What other sport would do that? Imagine the NFL or the MLB creating flashier formats that would compete with their legacy products in a market they have fully cornered?

Only cricket.

And so, yeah, Test cricket is in trouble, but it’s the ICC that put it there, purposefully, in their relentless pursuit of profit, profit, profit. And it’s things like ECB “hundred” that are only going to make the situation worse. The World Test Championship feels like a grasping at straws, not an actual solution. If it fails, and it could fail, then the ICC could be, like, “well, we tried, shrug” and they are off the hook.

It almost feels like it’s too late now. The World Test Championship is closing the barn door after the horse has run.

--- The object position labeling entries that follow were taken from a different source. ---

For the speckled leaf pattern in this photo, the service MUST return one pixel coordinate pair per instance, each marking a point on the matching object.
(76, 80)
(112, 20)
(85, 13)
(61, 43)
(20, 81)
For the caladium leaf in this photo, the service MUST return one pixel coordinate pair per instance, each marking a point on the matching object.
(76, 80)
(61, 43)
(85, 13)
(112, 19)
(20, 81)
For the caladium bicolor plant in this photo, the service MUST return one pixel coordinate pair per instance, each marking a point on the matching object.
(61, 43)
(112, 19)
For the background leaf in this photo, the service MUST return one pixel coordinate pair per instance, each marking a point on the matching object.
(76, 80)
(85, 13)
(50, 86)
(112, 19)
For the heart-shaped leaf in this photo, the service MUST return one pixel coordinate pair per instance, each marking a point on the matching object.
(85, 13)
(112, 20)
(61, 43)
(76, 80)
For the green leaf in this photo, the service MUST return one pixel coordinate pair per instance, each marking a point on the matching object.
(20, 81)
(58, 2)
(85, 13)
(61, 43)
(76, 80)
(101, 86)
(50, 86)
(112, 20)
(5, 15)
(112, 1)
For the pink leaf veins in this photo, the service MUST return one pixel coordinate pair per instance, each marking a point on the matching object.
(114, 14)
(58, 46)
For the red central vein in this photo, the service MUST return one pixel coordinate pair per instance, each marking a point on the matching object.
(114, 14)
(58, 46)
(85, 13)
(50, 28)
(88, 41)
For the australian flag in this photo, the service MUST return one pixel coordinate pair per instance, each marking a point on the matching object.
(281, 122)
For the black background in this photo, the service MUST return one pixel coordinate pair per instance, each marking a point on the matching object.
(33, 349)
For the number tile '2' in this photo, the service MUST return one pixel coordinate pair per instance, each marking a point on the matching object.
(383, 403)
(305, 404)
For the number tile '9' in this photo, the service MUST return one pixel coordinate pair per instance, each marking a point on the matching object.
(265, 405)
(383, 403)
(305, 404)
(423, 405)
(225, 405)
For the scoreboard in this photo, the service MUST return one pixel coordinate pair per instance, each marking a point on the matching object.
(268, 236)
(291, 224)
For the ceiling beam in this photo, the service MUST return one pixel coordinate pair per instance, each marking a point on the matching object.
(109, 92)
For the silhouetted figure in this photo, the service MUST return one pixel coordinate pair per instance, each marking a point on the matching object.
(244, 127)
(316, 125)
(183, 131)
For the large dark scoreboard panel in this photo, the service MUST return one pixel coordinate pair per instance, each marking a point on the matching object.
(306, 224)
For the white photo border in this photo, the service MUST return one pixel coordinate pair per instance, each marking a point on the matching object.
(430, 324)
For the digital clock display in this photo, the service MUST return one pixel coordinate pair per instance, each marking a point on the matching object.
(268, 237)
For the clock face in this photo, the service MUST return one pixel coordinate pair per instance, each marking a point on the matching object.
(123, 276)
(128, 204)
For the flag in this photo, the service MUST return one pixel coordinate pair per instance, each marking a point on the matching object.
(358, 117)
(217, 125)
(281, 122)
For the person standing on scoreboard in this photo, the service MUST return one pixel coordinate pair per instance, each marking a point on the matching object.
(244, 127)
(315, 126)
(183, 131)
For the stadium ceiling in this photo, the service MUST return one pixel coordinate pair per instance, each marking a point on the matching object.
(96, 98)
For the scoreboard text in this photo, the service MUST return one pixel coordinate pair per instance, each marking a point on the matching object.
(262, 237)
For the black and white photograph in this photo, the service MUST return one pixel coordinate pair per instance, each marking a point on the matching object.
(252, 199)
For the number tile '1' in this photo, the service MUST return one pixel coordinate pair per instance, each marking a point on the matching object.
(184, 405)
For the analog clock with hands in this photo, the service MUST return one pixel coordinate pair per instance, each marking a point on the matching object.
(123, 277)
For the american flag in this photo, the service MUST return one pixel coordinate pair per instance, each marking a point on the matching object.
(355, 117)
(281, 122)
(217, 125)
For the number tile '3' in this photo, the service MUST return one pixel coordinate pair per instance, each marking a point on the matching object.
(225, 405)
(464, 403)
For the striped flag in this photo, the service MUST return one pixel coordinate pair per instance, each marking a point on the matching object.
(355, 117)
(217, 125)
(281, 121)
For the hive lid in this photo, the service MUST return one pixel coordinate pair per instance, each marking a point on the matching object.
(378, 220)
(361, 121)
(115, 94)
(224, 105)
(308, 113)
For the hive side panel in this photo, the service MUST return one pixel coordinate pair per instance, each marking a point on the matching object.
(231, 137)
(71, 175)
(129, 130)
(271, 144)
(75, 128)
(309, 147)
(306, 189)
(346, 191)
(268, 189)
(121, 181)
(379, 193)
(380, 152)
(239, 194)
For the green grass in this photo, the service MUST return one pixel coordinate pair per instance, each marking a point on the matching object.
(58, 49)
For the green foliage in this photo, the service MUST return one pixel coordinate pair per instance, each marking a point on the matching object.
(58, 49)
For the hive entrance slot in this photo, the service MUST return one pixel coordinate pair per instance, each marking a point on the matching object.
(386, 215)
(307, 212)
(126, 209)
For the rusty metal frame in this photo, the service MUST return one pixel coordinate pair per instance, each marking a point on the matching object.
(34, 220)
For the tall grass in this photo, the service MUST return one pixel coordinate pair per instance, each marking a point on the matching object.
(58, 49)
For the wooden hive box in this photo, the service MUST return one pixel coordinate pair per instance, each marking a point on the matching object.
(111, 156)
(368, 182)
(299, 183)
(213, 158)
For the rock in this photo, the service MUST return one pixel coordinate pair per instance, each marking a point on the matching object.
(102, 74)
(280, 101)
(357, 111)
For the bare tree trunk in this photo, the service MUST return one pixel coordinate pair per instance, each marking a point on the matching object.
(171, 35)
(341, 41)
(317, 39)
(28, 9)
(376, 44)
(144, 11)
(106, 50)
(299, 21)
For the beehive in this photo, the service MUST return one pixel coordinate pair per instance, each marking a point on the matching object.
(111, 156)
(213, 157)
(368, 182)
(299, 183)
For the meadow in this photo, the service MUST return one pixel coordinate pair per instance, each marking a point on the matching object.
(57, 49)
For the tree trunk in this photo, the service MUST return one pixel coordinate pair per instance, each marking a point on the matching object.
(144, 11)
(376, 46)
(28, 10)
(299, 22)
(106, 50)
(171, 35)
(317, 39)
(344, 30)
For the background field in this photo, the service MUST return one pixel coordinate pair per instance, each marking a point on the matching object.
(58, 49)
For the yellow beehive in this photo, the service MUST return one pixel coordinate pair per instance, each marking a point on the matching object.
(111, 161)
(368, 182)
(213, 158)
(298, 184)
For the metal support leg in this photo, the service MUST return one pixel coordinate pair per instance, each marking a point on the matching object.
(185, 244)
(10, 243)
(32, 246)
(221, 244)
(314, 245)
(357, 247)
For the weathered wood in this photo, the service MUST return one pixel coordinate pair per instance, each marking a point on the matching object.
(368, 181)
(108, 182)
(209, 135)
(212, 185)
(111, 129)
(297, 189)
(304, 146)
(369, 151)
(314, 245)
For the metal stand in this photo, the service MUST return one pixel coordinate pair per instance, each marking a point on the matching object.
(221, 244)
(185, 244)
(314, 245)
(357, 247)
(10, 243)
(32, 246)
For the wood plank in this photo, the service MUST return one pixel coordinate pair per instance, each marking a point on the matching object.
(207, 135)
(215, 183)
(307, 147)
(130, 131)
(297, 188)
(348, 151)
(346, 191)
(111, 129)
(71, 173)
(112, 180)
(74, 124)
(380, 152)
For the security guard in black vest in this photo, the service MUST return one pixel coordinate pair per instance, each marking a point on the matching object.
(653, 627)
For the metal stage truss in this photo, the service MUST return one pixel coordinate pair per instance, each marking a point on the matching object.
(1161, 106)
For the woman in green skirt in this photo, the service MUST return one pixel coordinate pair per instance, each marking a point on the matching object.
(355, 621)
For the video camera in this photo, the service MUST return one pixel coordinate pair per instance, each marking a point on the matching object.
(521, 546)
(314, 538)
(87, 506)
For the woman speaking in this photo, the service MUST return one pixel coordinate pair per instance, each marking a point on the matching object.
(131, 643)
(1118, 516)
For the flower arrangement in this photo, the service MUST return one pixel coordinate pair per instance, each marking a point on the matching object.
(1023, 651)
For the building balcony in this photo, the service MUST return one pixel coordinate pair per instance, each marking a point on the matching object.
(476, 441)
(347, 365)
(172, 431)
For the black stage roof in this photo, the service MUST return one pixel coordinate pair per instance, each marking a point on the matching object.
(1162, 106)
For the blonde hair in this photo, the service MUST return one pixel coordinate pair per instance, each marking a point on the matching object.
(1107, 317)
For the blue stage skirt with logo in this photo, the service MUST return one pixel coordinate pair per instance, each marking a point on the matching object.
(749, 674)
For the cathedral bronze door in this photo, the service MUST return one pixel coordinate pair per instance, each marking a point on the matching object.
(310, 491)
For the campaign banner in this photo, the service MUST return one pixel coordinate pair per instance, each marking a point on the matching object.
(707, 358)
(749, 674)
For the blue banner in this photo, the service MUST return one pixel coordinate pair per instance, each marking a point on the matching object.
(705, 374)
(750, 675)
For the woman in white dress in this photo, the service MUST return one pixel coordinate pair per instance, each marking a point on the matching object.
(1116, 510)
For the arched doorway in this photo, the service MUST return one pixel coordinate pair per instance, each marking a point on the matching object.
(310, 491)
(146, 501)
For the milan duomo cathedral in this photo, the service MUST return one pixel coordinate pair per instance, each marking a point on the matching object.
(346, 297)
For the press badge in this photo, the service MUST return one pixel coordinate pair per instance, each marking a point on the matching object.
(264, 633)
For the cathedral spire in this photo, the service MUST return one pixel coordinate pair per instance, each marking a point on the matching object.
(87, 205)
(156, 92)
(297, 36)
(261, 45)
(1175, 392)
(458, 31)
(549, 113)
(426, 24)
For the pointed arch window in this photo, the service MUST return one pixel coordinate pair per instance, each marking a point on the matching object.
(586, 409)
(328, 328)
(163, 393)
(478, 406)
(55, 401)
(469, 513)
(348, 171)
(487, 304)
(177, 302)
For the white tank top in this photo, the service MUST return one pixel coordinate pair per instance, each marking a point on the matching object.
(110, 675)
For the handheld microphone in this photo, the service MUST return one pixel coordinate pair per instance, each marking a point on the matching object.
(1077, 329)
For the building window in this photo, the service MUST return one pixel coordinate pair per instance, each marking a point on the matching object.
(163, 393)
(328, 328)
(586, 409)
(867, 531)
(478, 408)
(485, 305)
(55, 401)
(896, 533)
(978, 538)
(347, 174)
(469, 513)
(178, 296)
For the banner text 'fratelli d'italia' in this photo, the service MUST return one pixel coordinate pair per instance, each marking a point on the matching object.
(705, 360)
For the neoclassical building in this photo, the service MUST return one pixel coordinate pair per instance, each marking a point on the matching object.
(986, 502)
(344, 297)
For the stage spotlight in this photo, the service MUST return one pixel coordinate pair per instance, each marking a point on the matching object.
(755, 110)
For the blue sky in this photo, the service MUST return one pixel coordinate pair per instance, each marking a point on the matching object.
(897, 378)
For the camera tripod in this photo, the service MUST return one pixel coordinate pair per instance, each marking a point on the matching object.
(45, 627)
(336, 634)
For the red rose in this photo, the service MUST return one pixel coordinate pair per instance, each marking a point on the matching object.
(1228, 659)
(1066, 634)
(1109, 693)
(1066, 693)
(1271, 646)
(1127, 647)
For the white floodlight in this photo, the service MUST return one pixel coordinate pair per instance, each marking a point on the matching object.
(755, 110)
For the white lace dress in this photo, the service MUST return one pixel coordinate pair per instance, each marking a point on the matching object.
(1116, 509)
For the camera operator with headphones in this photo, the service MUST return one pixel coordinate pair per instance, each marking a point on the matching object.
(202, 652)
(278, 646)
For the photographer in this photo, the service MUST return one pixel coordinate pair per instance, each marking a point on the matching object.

And here’s the thing: cricket fans like Test cricket. They will watch it, but only if the matches are worth watching. It’s not the format that’s the problem, nor is it the lack of a tournament, it’s the fact that Test cricket — despite putting up a couple classics now and again — has been slowly degrading in quality. The home team mops the floor with a visiting team, repeat ad nauseam. Changing who plays what and where isn’t going to fix that, it’s about making an actual investment in the players who play the matches, it’s about honing great Test bowlers and batsmen, not side-circus show ponies who can hit sixes, it’s about not creating new formats that actively compete with the first class game. And on and on and on.

Test cricket doesn’t need a shot in the arm, it needs the poison killing cut off at its source.

And that source is cricket’s governing bodies. They are letting the game eat itself alive. It’s insane when you think about it.

First step? Stop telling the world that Test cricket is dying.